“Espero que as pessoas sejam benevolentes comigo. Estou a tentar perceber o que se passa à minha volta.”
José Manuel Carneiro Mendes – Cônsul-Geral de Portugal em Toronto
Os desafios de manter unida a comunidade portuguesa e promover a cultura em tempos de isolamento social provocado pela pandemia da Covid-19, as ideias e iniciativas que pretende desenvolver frente ao Consulado Português em Toronto para fortalecer a identidade portuguesa no Canadá, estes e outros assuntos foram abordados na conversa que Manuel DaCosta teve esta semana com o Cônsul-Geral de Portugal em Toronto, José Manuel Carneiro Mendes, no programa “Here’s the Thing” (Camões TV). O atual Cônsul assumiu o cargo em agosto deste ano. Com um vasto currículo, Carneiro Mendes antes de chegar ao Canadá ocupou o cargo de Cônsul-Geral em Düsseldorf, na Alemanha, sendo de destacar também a experiência como Encarregado de Negócios na Embaixada de Portugal em Islamabad, no Paquistão.

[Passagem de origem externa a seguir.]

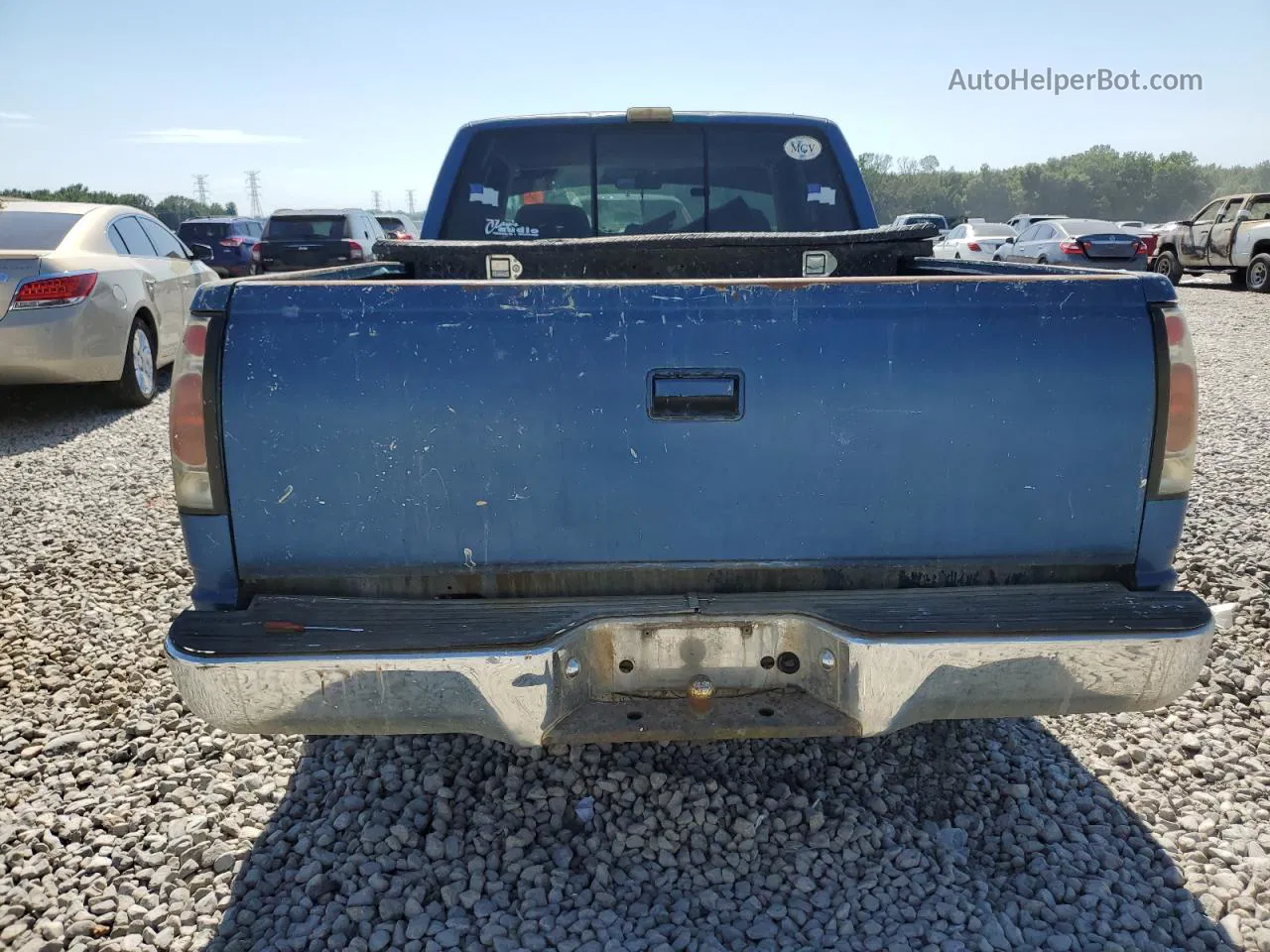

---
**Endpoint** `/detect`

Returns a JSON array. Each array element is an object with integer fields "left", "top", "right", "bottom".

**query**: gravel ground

Manuel DaCosta: Conte-nos um pouco mais sobre quem é, de onde veio e qual a sua trajetória até chegar a este posto em Toronto.
José Manuel Carneiro Mendes: Antes de mais nada agradeço a oportunidade de estar aqui a participar neste programa, já que representa mais uma possibilidade de me dirigir à comunidade portuguesa, me apresentar a todos das províncias da minha área, a minha jurisdição consular que abrange Ontário, Manitoba e Território Nunavut. Eu aqui não me considero apenas um representante do Estado português, a partir do momento que iniciei as minhas funções, em 29 de agosto, considero-me também um servidor desta comunidade e um representante da mesma. Desta gente portuguesa que aqui vive e trabalha e que teve que procurar este país por várias circunstâncias e que tão bem acolhida foi. Na generalidade, podemos dizer que temos aqui uma comunidade de sucesso, como aliás, até podemos ver nos órgãos de comunicação social, que lhe dão visibilidade, como é o caso do seu grupo, ao fim e ao cabo.

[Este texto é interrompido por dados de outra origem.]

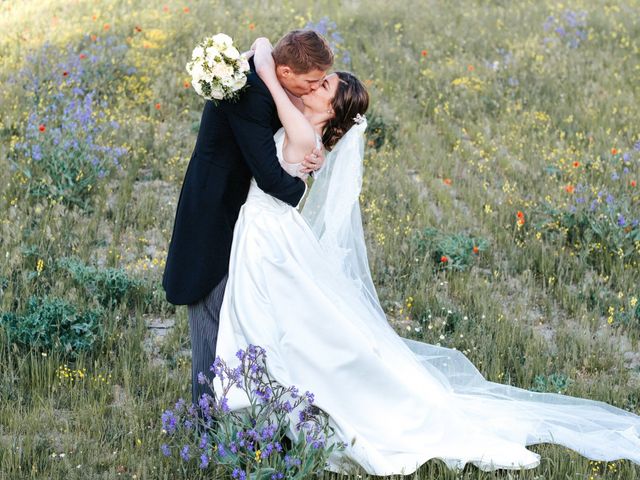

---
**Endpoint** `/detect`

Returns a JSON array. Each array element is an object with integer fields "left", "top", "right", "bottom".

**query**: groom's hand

Nasci em Lisboa, gosto muito da minha cidade, sou adepto do Sporting Clube de Portugal. Quero destacar que independentemente do clube, eu defendo o movimento associativo, as massas associativas que considero muito importantes, afinal são um pouco da nossa tribo, uma forma de vivermos em sociedade, nos afirmarmos, convivermos. Por isso mesmo todas essas associações, deverão ser, porque desempenham o seu papel, apoiadas e acarinhadas. O meu objetivo é chegar ao movimento associativo, não só aos clubes, mas às associações, centros culturais, missões católicas, a tudo aquilo que seja a expressão também da nossa “portugalidade”, da nossa maneira de estar na sociedade e no mundo.
MDC: Por que lhe dá entusiasmo servir Portugal no estrangeiro?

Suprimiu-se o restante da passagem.